WELCOME TO ORKNEY, where there is much to see and do. The rich archaeological heritage is one of the prime attractions. The soft green and fertile landscape, beautiful beaches, spectacular cliffs, abundant wildlife and above all the friendly people are equally important in making up “Orkney”.
The islands lie just north of Mainland Scotland at around 59 degrees north and comprises over 70 islands of which 17 or 18 are inhabited by about 21,000 people. The first written reference to the islands is attributed to Pytheas the Greek from about 325BC, but they have been inhabited for at least 6,000 years.
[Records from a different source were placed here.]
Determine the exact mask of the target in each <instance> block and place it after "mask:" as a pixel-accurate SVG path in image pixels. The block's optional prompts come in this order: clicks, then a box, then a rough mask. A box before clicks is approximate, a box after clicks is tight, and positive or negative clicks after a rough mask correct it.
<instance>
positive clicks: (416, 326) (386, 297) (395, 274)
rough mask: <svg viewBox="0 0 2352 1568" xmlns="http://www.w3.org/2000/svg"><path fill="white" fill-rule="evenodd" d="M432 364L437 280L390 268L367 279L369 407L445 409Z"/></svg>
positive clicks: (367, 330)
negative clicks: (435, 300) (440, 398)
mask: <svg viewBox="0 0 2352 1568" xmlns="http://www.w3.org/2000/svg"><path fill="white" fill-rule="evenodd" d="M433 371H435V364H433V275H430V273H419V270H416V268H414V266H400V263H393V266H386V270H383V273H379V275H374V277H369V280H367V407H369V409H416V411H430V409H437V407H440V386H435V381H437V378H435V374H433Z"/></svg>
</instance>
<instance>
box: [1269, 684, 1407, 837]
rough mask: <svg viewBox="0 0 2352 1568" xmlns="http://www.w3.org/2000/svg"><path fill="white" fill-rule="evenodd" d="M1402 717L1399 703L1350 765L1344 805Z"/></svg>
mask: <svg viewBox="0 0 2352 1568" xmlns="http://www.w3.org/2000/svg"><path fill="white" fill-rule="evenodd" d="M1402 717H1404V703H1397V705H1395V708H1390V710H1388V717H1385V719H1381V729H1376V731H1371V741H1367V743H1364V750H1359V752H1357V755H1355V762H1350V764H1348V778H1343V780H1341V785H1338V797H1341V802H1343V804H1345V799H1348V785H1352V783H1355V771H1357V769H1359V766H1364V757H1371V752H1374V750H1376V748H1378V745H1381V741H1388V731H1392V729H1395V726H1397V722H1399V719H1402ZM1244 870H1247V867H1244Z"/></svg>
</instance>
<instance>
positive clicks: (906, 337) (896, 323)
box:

The timeline from prehistory through historical times to the 21st century is continuous, making the division between past and present at times hard to discern.
Perhaps most famous for its exceptionally well preserved Neolithic monuments, some of which now enjoy World Heritage status, Orkney has a wealth of visitor attractions. These range from archaeological sites, local museums, the Highland Park Distillery and St Magnus Cathedral, to a diverse array of craft workshops and shops selling attractive local goods. Wildlife, especially birds, is another feature of Orkney not to be missed, whatever the season.
The old red sandstone rocks result in a combination of fertile agricultural land, most of which is used to raise Orkney’s renowned grass-fed beef cattle, moorland and spectacular coastal fringes, making it a haven for many species of birds in every season, while in spring and summer wild flowers are abundant.
The maritime climate combined with the relatively warm Atlantic Ocean, make the climate equable, with snow and frost rare in winter. Equally, the temperature rarely exceeds 20 in summer. Situated at the meeting point of the North Sea and Atlantic Ocean the islands are surrounded by waters abundant in fish and shellfish, adding to the wide variety of locally produced quality foods.